Schoenburg for the Soul

November 04, 2008 | |

When ever I'm posting on this blog (or really everywhere in life) I try to not sound like an angry teenager. It's ability to be discredit any idea and the general annoyance it causes is legendary. I'd rather wake up tomorrow 30 years old, but I'm stuck being a teenager in body at least. I really hope what I see as a real problem isn't seen as some kind of "nobody understands me" rant that you can find all over the internet these days. See, I like my atonal music. I say tonality is dead and even if your in C it is not only possible, but it behooves you to dispense with the idea of harmonic and non-harmonic tones. I was a bit angered today at a certain discussion in class.

It started by a student asking what type of music the teacher listened too. He discussed his appreciation of 70's rock in his teens, and his move, as he got older, to exclusively classical music, which (and here's the problem) "is

music written anywhere from as early as 1300 to, really, 1800." Maybe I will confirm my ignorance, but I don't know too many composers from 1300. In fact Palestrina (1500s) seems to me to be one of the first really enduring composers. But that really isn't the problem. I have no doubt that you can find music written at and before 1300 on those awful authentic instrument recordings that pop up all too frequently these days. The 1800 date got me wild. How can you neglect Chopin, Brahms, Mahler, Rachmaninoff, Schoenberg, Shostakovitch and Stravinsky? And thats only the big names, and not even all of them!

But it continued. He continued to say that atonal music was "bad for your soul". Now I thought that this could have been a fluke; he didn't really mean that, he was joking, his mind was clouded. Hopefully. But I raised my hand a clarified the statement. With a solemn face and grave words he repeated "yes, atonal music is bad for your soul." I was incensed! Worst of all, his argument revolved around the idea that atonal music is featured in horror films. It's a bad argument for a host of reasons that you can supply on your own. Simply bad logic.

I don't really mind that he doesn't like atonal music or that he even thinks it's bad for his soul. What bothers me is that he is telling a class of kids that atonal music is bad for your soul; essentially that listening to atonal music is a sin. Most of these kids don't know about classical music aside from their CKC Music class in middle school. And he is telling them that this kind of music, which is in some ways the culmination of over 5 centuries of harmonic evolution is bad for their souls. Any desire they may of had to listen to atonal music, or really anything written after 1800 is going to be called into question.

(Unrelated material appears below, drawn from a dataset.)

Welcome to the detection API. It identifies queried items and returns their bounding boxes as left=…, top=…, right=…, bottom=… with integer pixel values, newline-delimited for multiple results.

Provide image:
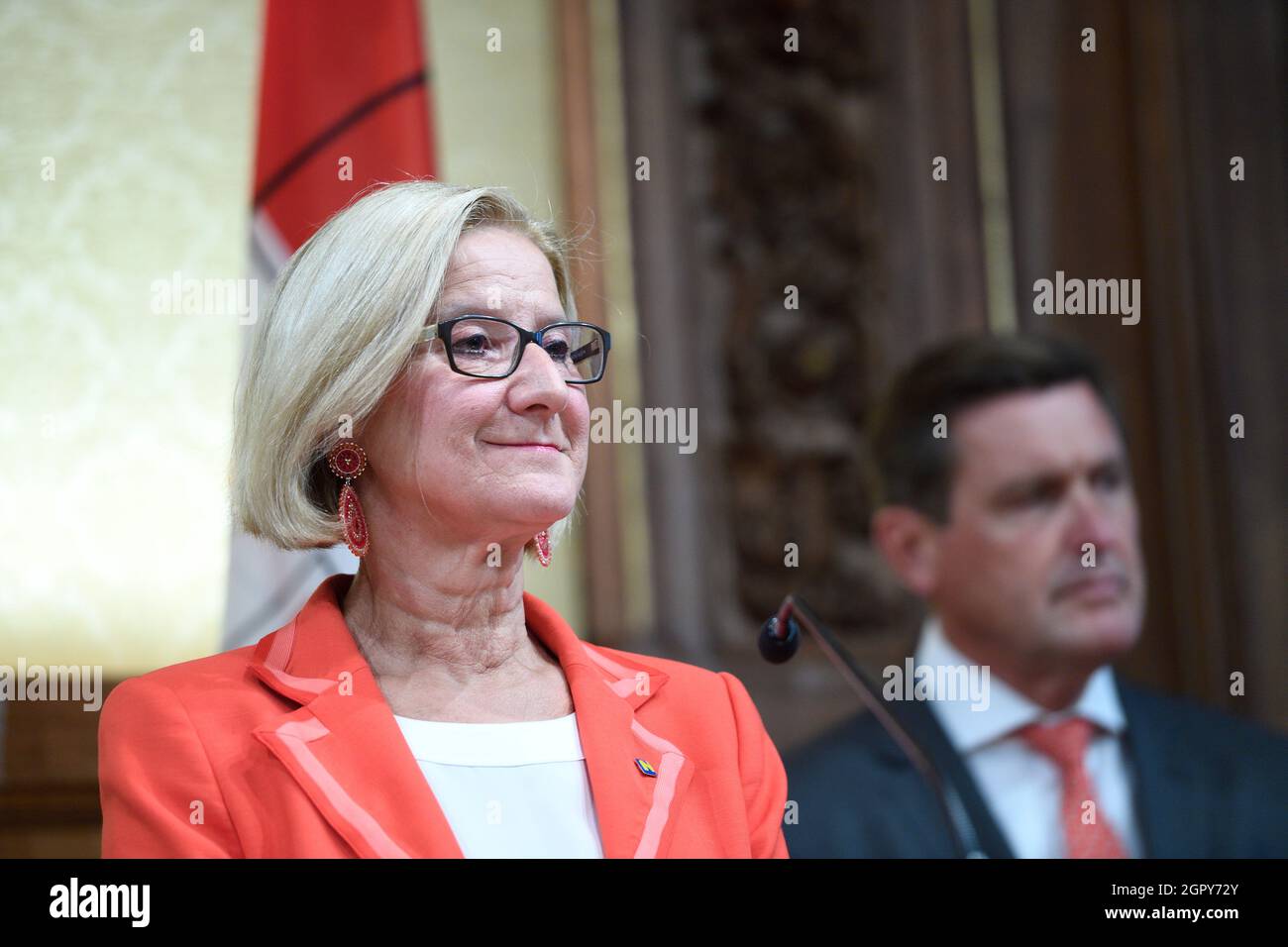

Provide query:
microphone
left=760, top=595, right=988, bottom=858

I cannot believe that atonal music is, in and of itself, bad for the soul. In fact I think it is good for the soul. If any music is going to bring me closer to God it is going to be Shostakovitch, not Bach or (please no!) Vivaldi. Maybe the aging classical audience is, maybe just among these 20 kids, due to the belief that their soul will be harmed by Schoenberg. Then again maybe I'm no different than the kid who will ardently defend My Chemical Romance as a real addition to the musical archives. I will comment my teacher on at least one front in this article. He said, "I don't understand how upper class white boys have a desire to emulate lower class black boys." Speakt da trut daug.

1 comments:

Good Thunder said...

A lot of "atonal" music (like from Schoenberg) is not really atonal because it's serialism. I mean it's atonal because it has no tonal center but that's not the point of it. Your teacher shouldn't reject serialism because all it is is EXTREME order. Now theres some atonal music that really IS bad for the soul- check out Shoenberg's "Pierrot Lunere", or Alban Berg's "Wozzeck". It's not morally evil and offensive like R. Stauss' "Salome" which is a late romantic piece- but they are about insanity and they're not really good for people to listen to lightly. There's a lot of tasteful atonal stuff out there- people just don't know things.